Into intimacy

The work of Anique Weve (1980) reflects her investigations into identity and intimacy within the framework of social practice and expectations. These investigations take on different shapes, many of them in some way originating in autobiographical experiences. This personal dimension adds a strong sense of presence to her art, as Weve herself is very visible, at times almost exposed in her work. She draws on elements from her direct environment and utilises people from her own life.

She mainly works within two areas; photography, both still and film, and interventions with audience interaction. Her photos are often staged studio portraits or self-portraits presented in series. As well as being individual works in their own right, the photos also function as initial sketches for projects gathered in a visual diary.

In her photography, Weve often focuses on the universally human; the moments in our lives and the sides of ourselves which we recognise - also the ones, we do not necessarily put on display.
In her self-portraits, she places herself in different recognisable situations, some of them uncomfortable, and invites the viewer to join her. Not afraid to use her own physicality, she creates at times quite confronting works, though always with underlying humour. In an ongoing photo series, she makes self-portraits in situations where her face has turned red - e.g. after exercising, after sex or because of embarrassment. Occasionally, we all turn red in the face but normally these are intimate moments which remain private. Weve shares these moments with her viewers, exhibiting general human conditions with a tongue-in-cheek sensibility.
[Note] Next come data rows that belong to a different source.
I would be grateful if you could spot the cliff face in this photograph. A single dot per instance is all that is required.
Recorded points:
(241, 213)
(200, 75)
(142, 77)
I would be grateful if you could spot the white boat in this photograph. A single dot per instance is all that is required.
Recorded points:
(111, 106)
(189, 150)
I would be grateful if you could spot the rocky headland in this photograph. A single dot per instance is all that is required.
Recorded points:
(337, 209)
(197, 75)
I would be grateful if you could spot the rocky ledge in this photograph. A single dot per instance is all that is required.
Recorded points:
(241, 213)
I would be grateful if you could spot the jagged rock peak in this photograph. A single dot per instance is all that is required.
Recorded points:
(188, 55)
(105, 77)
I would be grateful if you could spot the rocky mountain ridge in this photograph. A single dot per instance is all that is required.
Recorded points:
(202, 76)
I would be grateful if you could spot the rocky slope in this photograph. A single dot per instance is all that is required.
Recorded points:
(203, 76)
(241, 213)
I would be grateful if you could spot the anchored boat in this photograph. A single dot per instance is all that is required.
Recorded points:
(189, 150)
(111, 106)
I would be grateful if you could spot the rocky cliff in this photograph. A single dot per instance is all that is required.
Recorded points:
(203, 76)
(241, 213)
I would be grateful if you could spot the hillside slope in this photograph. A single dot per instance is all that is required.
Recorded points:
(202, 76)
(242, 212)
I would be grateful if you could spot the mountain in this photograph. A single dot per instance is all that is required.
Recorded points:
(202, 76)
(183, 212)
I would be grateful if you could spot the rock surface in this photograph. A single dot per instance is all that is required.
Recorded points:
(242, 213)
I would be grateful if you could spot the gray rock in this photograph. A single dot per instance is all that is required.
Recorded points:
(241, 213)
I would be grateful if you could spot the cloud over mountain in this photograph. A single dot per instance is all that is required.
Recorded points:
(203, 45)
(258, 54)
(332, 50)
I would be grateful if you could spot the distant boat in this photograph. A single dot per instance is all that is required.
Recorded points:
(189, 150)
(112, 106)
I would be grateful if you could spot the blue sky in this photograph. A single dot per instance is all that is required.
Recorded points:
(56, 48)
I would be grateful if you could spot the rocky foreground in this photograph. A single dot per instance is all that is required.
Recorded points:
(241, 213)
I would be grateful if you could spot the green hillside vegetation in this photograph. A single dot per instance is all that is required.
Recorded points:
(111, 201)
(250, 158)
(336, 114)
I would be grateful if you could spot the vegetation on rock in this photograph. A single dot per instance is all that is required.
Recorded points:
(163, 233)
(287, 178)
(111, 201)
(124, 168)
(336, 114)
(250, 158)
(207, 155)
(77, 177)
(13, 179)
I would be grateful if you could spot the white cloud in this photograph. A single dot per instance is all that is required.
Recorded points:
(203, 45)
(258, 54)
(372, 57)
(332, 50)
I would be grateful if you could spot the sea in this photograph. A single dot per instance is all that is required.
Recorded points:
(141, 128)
Through her interventions, Weve conducts research into social behavior. Rather than site-specific, her works are person-specific, establishing individual meetings between the participants and the artist. In her interventions, she assumes different roles, for example as a hostess or a d.j., and sets the scene for various social encounters which unfold within the set frame and from there take on lives of their own. She creates intimate spaces, either social/symbolic or physical, and inside these spaces, her audience becomes co-creators.
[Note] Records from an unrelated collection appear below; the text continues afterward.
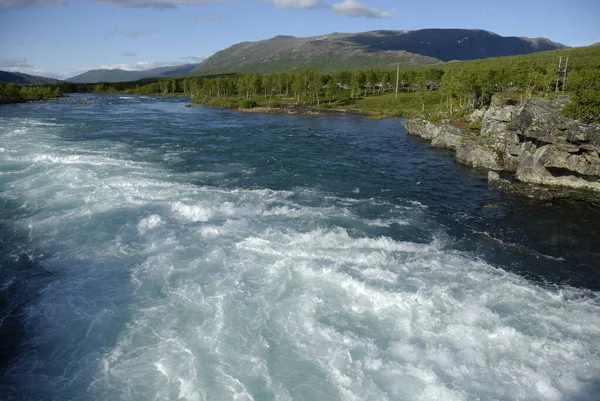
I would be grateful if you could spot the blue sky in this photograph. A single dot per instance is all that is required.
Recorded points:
(61, 38)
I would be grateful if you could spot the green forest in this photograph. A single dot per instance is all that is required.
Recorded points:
(13, 93)
(447, 90)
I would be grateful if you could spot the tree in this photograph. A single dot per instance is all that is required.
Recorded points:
(358, 81)
(316, 84)
(331, 89)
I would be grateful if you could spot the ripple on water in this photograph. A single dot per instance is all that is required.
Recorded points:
(166, 284)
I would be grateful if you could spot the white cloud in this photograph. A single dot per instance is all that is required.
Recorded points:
(205, 18)
(296, 3)
(31, 3)
(193, 59)
(156, 3)
(353, 8)
(14, 63)
(140, 34)
(137, 66)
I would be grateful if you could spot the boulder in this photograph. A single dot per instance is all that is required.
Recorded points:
(539, 119)
(534, 140)
(441, 135)
(475, 153)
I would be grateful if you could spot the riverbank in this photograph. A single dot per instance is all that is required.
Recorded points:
(374, 106)
(533, 144)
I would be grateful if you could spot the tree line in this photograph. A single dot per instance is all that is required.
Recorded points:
(13, 93)
(461, 85)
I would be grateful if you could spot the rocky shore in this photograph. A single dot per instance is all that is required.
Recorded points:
(297, 110)
(545, 151)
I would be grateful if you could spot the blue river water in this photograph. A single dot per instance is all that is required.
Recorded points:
(151, 251)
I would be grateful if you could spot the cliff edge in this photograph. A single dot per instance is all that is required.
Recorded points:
(534, 141)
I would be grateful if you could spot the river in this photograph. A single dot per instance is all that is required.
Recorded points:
(151, 251)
In her work The New Family, Weve constructs temporary families by inviting a small group of strangers to spend a day with her and giving each of them a role as a member of the family. Today, family structures are changing but strong cultural norms regarding family life are still prevailing; this work investigates among other things if a feeling of connectedness can emerge within a group of strangers.

Alongside symbolic spaces between people, she creates concrete spaces, building small rooms where guests are invited to gather and socialise. What starts out as an artist-led activity turns into a situation where the setting itself might have been staged, but the intimacy becomes real.

In the work Het Honden Hok, a portable installation shaped like a dog house containing a bar, she examines a certain subculture that often develops in groups of teenagers in small Dutch villages.
A subculture characterised by a youthful opposition to society and its rules, and which often involves alcohol consumption in sheds and makeshift cabins. By treating this theme in an artistic way, she acknowledges its existence and the value it has, despite society's contrary claim - and prompts her audience to also create their own rules in life.

Themes such as fitting into society, failure to meet social norms and a search for alternative ways to navigate in life are treated with a soft touch, a playfulness and an acceptance of the fact that humans and social interactions are complex.

While avoiding authoritative answers, Anique Weve presents her research and makes visual recordings of being human - complete with all the flaws, the odd bits, the strengths and the thrills that this entails.